Voice of Change captures the life of 50-year old Bougainvillian nun, Sr. Lorraine Garasu, from the congregation of the Nazareth Sisters. The film tells the story of Sr Lorraine’s involvement in the Bougainville crisis, a 10-year civil war (1989 – 1999), that forced the closure of one of the world’s largest open cut copper mines and claimed thousands of lives. Seeing mothers and children suffer during the conflict, Sr. Lorraine led the women of Bougainville to fight for peace through continuous dialogue between the warring factions and peaceful protest.
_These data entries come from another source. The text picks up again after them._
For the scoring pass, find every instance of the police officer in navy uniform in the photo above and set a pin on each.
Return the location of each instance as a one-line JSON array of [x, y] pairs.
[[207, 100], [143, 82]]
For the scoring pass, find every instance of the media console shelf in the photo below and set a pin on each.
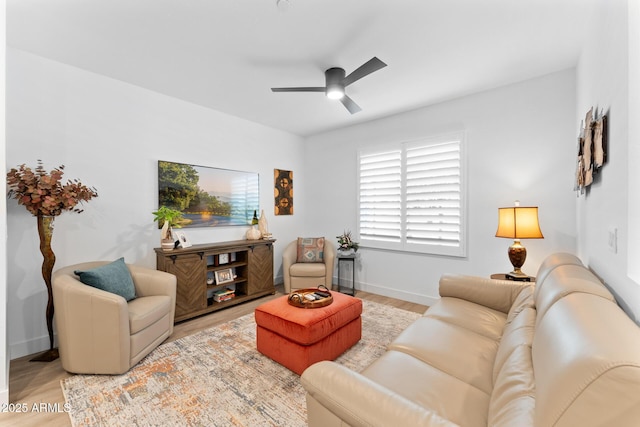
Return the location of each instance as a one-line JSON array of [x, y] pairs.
[[251, 264]]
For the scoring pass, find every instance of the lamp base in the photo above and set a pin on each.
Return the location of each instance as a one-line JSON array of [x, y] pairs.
[[518, 276]]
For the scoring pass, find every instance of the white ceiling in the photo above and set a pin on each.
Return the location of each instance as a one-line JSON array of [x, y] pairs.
[[227, 54]]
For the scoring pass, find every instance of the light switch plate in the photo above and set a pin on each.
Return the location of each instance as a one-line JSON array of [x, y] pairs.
[[612, 242]]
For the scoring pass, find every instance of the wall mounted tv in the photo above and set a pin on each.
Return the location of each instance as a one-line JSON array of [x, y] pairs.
[[206, 196]]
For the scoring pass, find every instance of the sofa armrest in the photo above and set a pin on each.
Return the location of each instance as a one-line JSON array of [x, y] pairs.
[[349, 395], [150, 282], [496, 294]]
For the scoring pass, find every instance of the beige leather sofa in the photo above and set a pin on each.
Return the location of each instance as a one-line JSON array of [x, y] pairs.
[[301, 275], [100, 332], [497, 353]]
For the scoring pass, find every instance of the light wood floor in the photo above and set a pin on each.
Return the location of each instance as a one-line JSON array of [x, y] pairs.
[[39, 382]]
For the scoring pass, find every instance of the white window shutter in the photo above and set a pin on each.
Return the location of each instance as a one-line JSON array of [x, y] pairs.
[[411, 198], [433, 194], [380, 193]]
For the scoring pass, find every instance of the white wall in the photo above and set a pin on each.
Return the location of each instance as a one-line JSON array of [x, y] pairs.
[[110, 135], [4, 349], [603, 82], [520, 143]]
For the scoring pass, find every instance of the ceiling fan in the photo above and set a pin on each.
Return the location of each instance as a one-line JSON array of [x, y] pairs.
[[336, 82]]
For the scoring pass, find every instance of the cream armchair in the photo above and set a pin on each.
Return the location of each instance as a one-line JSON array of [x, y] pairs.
[[300, 275], [100, 332]]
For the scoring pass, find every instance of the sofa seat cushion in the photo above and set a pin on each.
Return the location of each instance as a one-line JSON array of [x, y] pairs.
[[477, 318], [145, 311], [457, 351], [586, 368], [431, 388], [307, 270]]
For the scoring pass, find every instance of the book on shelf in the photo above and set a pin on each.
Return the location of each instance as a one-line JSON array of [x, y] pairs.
[[224, 295]]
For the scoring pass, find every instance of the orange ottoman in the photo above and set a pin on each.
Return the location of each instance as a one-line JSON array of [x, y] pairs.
[[299, 337]]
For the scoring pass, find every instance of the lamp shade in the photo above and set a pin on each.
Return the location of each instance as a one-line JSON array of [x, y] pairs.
[[518, 222]]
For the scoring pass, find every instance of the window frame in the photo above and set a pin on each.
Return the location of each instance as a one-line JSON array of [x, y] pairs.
[[459, 251]]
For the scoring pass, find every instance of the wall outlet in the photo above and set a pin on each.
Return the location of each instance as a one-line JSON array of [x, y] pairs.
[[612, 242]]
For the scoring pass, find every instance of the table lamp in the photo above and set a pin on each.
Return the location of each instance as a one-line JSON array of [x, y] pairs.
[[517, 223]]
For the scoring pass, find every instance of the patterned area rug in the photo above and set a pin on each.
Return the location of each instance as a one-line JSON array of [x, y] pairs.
[[216, 377]]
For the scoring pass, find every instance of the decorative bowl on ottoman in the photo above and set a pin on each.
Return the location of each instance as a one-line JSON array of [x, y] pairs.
[[298, 337]]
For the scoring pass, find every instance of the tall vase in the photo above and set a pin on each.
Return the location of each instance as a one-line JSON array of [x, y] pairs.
[[45, 231], [264, 226]]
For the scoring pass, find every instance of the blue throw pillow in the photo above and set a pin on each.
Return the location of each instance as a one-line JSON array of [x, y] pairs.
[[114, 277]]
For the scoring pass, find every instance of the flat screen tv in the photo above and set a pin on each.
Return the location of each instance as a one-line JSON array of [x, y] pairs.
[[207, 196]]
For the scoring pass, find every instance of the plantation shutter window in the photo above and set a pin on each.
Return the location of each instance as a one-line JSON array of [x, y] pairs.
[[411, 197], [381, 196]]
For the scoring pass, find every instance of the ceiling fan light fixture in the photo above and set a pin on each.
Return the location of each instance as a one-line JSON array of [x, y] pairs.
[[335, 92], [334, 83]]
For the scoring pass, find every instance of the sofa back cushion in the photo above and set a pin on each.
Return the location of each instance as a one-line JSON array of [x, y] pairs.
[[565, 280], [512, 400], [552, 262], [586, 359]]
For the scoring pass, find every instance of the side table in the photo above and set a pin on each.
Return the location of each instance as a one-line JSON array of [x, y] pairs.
[[347, 274]]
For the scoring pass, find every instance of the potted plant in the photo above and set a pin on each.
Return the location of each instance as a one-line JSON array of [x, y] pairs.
[[45, 196], [346, 244], [167, 219]]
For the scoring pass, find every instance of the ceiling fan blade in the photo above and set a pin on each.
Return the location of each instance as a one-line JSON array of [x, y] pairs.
[[374, 64], [297, 89], [350, 104]]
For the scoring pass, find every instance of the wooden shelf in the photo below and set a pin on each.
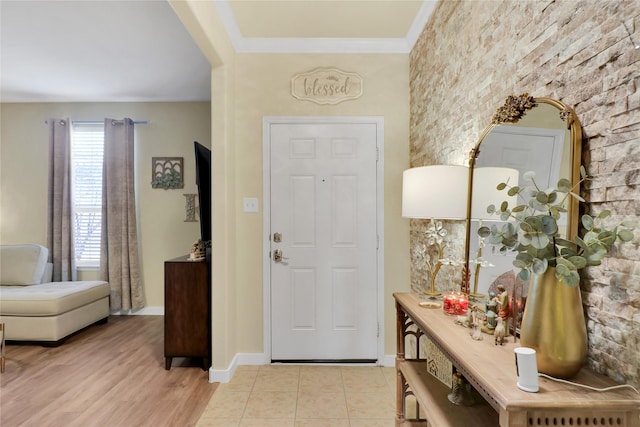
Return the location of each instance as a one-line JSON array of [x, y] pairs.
[[491, 370], [432, 394]]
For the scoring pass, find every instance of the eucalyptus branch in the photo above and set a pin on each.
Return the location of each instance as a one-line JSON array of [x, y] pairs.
[[536, 237]]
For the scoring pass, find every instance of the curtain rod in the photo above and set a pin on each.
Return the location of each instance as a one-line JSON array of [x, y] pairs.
[[99, 122]]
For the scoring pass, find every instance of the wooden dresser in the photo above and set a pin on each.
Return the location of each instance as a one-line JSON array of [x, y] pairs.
[[491, 370], [187, 310]]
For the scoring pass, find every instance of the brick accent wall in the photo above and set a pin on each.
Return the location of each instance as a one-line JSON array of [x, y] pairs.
[[473, 54]]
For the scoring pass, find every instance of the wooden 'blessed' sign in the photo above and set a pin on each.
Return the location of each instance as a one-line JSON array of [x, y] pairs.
[[326, 86]]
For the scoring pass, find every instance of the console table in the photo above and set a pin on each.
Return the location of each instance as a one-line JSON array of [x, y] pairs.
[[491, 370], [187, 310]]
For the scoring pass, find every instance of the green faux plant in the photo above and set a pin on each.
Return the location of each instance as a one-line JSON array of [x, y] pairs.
[[532, 231]]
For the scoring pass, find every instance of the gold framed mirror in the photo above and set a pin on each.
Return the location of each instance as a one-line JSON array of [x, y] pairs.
[[527, 134]]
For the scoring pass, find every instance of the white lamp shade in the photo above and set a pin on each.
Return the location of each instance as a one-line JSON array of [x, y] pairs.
[[438, 192], [484, 192]]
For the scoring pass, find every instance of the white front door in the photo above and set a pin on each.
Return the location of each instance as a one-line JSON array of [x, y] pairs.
[[323, 225]]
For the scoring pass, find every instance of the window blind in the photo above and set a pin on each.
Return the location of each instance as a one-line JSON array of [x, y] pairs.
[[87, 152]]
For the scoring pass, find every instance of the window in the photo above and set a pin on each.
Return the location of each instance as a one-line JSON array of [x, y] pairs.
[[87, 152]]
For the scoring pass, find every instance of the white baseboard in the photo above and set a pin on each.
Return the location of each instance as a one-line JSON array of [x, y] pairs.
[[388, 361], [260, 359], [146, 311], [249, 359]]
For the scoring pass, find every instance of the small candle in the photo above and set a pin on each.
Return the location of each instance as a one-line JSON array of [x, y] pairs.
[[461, 303], [449, 303]]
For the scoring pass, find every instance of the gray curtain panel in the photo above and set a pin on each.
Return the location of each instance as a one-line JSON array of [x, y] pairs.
[[119, 263], [59, 221]]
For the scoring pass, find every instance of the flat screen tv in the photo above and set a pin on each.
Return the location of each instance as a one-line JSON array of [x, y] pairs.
[[203, 181]]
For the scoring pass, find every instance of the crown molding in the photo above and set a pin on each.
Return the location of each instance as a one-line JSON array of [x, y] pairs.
[[322, 45]]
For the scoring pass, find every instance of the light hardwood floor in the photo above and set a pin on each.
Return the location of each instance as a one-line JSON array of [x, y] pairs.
[[106, 375]]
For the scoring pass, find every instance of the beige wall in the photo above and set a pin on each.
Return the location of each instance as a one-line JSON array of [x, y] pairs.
[[263, 89], [204, 25], [251, 86], [171, 130], [472, 55]]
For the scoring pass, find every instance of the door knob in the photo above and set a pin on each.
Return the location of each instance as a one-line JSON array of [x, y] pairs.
[[277, 256]]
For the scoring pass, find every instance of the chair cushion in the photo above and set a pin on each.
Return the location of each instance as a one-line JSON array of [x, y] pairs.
[[22, 264], [50, 299]]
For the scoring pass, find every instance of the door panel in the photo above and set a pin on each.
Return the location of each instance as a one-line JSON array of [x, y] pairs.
[[323, 202]]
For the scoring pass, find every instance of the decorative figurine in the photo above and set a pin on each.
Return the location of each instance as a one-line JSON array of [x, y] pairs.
[[476, 325], [499, 332]]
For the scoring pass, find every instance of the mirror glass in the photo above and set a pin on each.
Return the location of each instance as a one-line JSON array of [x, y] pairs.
[[546, 139]]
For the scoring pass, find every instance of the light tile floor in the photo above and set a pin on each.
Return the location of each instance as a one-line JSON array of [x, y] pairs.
[[304, 396]]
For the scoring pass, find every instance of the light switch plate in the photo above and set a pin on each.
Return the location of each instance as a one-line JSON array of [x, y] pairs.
[[250, 205]]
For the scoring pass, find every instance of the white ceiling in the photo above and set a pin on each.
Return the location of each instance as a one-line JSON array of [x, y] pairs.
[[138, 51]]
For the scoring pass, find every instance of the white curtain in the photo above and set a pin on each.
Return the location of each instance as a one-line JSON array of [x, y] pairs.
[[59, 221], [119, 246]]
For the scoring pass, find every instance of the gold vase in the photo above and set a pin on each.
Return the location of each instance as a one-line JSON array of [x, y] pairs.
[[553, 325]]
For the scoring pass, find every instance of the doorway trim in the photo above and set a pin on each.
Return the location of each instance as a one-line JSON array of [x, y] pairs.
[[267, 121]]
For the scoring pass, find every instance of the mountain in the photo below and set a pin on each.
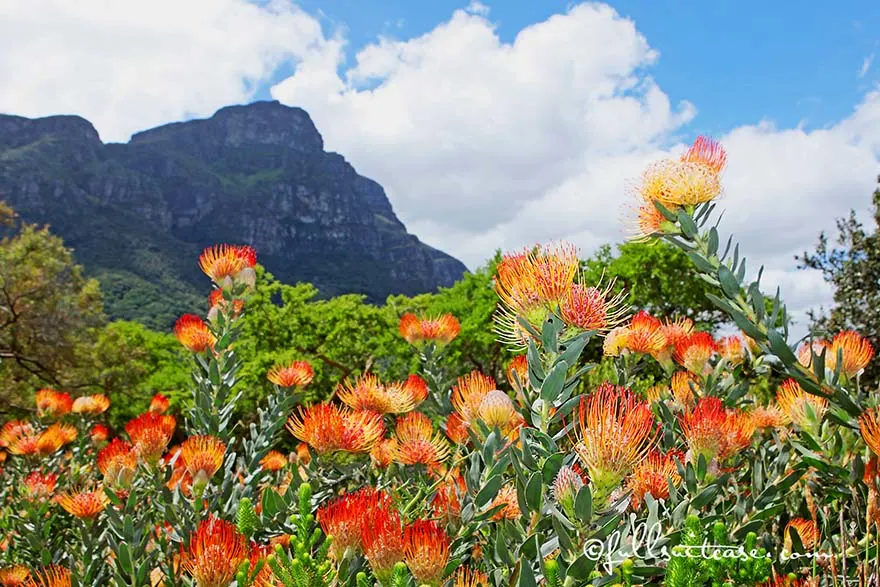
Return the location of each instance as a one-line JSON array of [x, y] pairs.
[[137, 214]]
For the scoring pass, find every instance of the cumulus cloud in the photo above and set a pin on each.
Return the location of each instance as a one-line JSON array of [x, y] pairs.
[[130, 65]]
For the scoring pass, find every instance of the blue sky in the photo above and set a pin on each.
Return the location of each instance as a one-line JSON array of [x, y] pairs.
[[737, 61]]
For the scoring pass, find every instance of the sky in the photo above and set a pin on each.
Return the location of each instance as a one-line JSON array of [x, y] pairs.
[[501, 124]]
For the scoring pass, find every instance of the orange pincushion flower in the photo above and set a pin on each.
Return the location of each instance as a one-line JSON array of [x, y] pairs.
[[193, 333], [427, 551], [14, 576], [117, 462], [159, 404], [51, 576], [468, 393], [695, 351], [327, 428], [294, 374], [653, 475], [216, 549], [38, 485], [615, 431], [202, 456], [804, 409], [150, 434], [85, 504], [856, 351], [440, 330], [273, 461], [53, 403], [707, 152], [416, 442], [382, 541], [91, 404]]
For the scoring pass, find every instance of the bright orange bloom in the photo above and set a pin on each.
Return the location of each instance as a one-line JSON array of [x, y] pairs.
[[14, 576], [416, 442], [159, 404], [707, 152], [427, 551], [807, 531], [440, 330], [615, 430], [695, 351], [39, 486], [468, 393], [328, 428], [653, 476], [91, 404], [368, 393], [804, 409], [203, 456], [273, 461], [85, 504], [51, 576], [344, 518], [294, 374], [150, 434], [382, 541], [117, 462], [193, 333], [53, 403], [857, 352], [216, 549]]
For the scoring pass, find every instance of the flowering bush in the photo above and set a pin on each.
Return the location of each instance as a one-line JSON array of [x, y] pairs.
[[452, 478]]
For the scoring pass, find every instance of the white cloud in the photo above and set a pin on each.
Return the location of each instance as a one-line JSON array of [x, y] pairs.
[[130, 65]]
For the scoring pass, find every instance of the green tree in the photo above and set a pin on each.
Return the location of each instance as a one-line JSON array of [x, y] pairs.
[[852, 266]]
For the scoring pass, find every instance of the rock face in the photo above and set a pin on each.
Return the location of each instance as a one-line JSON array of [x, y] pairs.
[[138, 213]]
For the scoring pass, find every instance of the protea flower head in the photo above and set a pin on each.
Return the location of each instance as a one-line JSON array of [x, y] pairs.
[[293, 374], [150, 434], [856, 351], [117, 462], [53, 403], [193, 333], [438, 330], [615, 430], [653, 475], [85, 504], [426, 551], [804, 409], [329, 428], [417, 444], [382, 542], [215, 551], [91, 404]]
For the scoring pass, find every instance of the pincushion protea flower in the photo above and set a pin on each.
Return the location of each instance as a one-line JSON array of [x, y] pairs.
[[382, 542], [14, 576], [856, 351], [150, 434], [53, 403], [86, 504], [193, 333], [426, 551], [439, 330], [117, 462], [328, 428], [51, 576], [804, 409], [653, 476], [273, 461], [215, 551], [615, 430], [416, 442], [293, 374]]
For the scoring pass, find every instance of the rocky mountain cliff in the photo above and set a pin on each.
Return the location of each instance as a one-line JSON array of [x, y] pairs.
[[137, 214]]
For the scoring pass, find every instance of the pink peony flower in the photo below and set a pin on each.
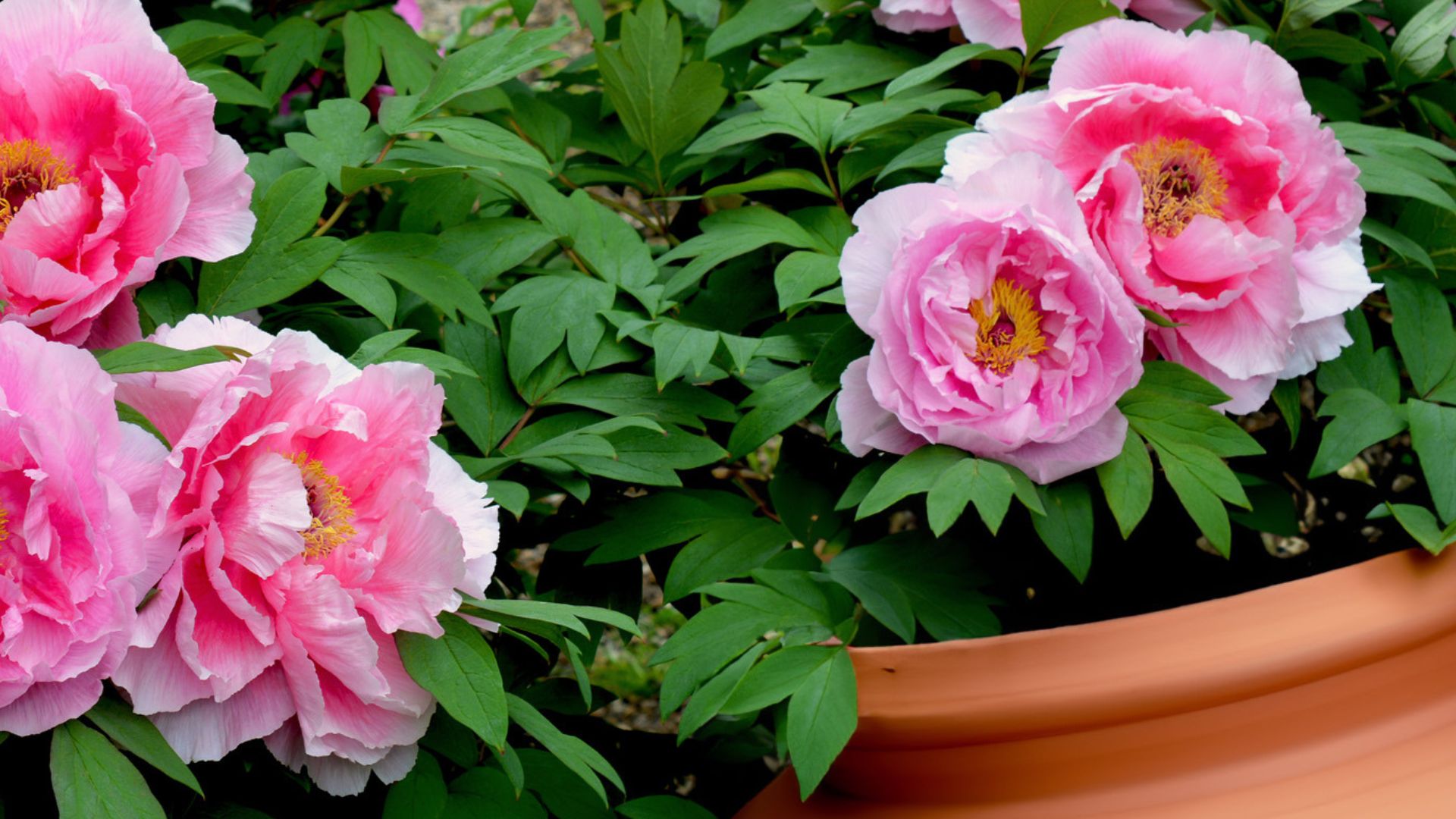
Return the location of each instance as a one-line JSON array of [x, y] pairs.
[[318, 519], [993, 22], [109, 165], [76, 490], [1209, 187], [998, 328], [1174, 15]]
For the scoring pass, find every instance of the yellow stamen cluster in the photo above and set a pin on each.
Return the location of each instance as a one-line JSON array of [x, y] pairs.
[[28, 169], [331, 507], [1008, 327], [1180, 181]]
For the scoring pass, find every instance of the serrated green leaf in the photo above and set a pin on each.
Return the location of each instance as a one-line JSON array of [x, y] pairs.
[[823, 714], [1128, 482], [460, 670], [137, 735], [92, 779], [277, 264], [1066, 528]]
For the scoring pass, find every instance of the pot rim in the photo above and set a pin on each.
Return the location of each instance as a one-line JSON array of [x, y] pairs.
[[1152, 665]]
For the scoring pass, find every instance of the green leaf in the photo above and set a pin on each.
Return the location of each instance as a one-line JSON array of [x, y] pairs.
[[379, 33], [228, 86], [660, 519], [661, 102], [1128, 482], [1286, 397], [1420, 523], [405, 260], [137, 735], [983, 482], [756, 19], [460, 670], [490, 792], [900, 582], [781, 180], [557, 614], [727, 235], [1362, 366], [823, 714], [1066, 528], [1404, 246], [1304, 14], [730, 550], [801, 275], [775, 407], [1433, 436], [1044, 20], [340, 134], [485, 248], [1421, 42], [485, 63], [626, 394], [485, 406], [487, 140], [1423, 328], [934, 69], [785, 108], [925, 153], [291, 44], [275, 265], [147, 357], [92, 779], [915, 472], [682, 349], [714, 694], [1360, 420], [551, 309], [839, 67], [571, 751], [421, 795], [663, 808]]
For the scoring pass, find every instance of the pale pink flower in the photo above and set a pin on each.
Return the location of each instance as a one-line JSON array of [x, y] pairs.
[[993, 22], [996, 325], [318, 519], [1209, 187], [77, 490], [1174, 15], [109, 165]]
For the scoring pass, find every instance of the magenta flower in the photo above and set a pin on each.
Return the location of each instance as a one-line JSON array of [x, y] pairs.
[[998, 328], [1209, 187], [77, 490], [109, 165], [318, 519]]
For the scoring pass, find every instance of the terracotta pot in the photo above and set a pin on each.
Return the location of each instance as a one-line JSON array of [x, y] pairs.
[[1334, 695]]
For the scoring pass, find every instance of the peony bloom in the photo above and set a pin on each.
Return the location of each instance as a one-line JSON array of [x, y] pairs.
[[77, 488], [318, 519], [1209, 187], [1172, 15], [993, 22], [996, 325], [109, 165]]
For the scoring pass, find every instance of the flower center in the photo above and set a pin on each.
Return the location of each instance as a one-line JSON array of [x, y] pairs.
[[1180, 181], [329, 506], [1008, 327], [28, 169]]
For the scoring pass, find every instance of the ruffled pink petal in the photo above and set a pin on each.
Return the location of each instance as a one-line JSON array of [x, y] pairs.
[[218, 222], [209, 730], [465, 502], [864, 422], [1047, 463]]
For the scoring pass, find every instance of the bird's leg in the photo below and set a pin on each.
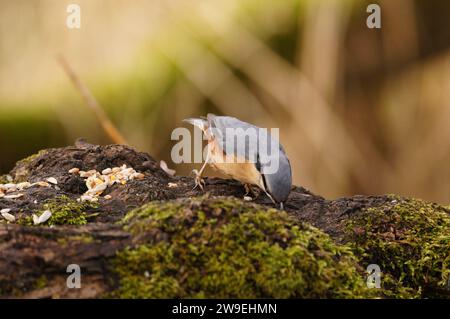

After the crisis Sr. Lorraine built up the Nazarene Centre, a shelter built for women and children to seek refuge when in fear for their lives and a place where ex-combatants could go to receive trauma counselling and rebuild their lives again. With peace and normalcy now in Bougainville, today Sr. Lorraine continues her work with men, women, children and young people by helping them address issues that affect them at present.
Voice of Change is an important historical document that highlights the courage and leadership of Sr Lorraine and other women in bringing peace to the Autonomous Region of Bougainville. It encourages others to stand up for themselves and that if we work for what we believe in we can impact change.
Brief about the Director, Ms Llane Munau
Ms Llane Munau comes from the Autonomous Region of Bougainville (AROB). She hails from Pariro Village in South Bougainville and Kupe Village in Central Bougainville and is currently living and working in Goroka, Eastern Highlands Province. Llane has a BA degree in Journalism from Divine Word University (Madang). From 2006 – 2009 she worked with the PNG Institute of Medical Research as the Media and Technical Officer assigned with the tasks of disseminating vital health information to communities where PNGIMR’s conduct its research. She did this by simplifying scientific information to understandable layman terms using forms of media such like short videos, animations and comprehensive material. Following her passion in film, Llane joined the National Film Institute of PNG from 2009-2014 as the Director of Photography. At the NFI Llane worked closely with the National Cultural Commission of PNG training grassroots on the basics of filmmaking. Whilst with the NFI, Llane has worked on 9 films with various organisations, either as, director, video editor, cameraperson or narrator. She recently joined the University of Goroka as the Public Relations and Marketing Officer. ‘Voice of Change’ is the first film, which she has directed whilst working with a set film crew. Llane is a self-taught filmmaker mentored by re-known documentary filmmaker, Mr Christopher Owen and by Dr Verena Thomas, Director of the Centre for Social and Creative Media.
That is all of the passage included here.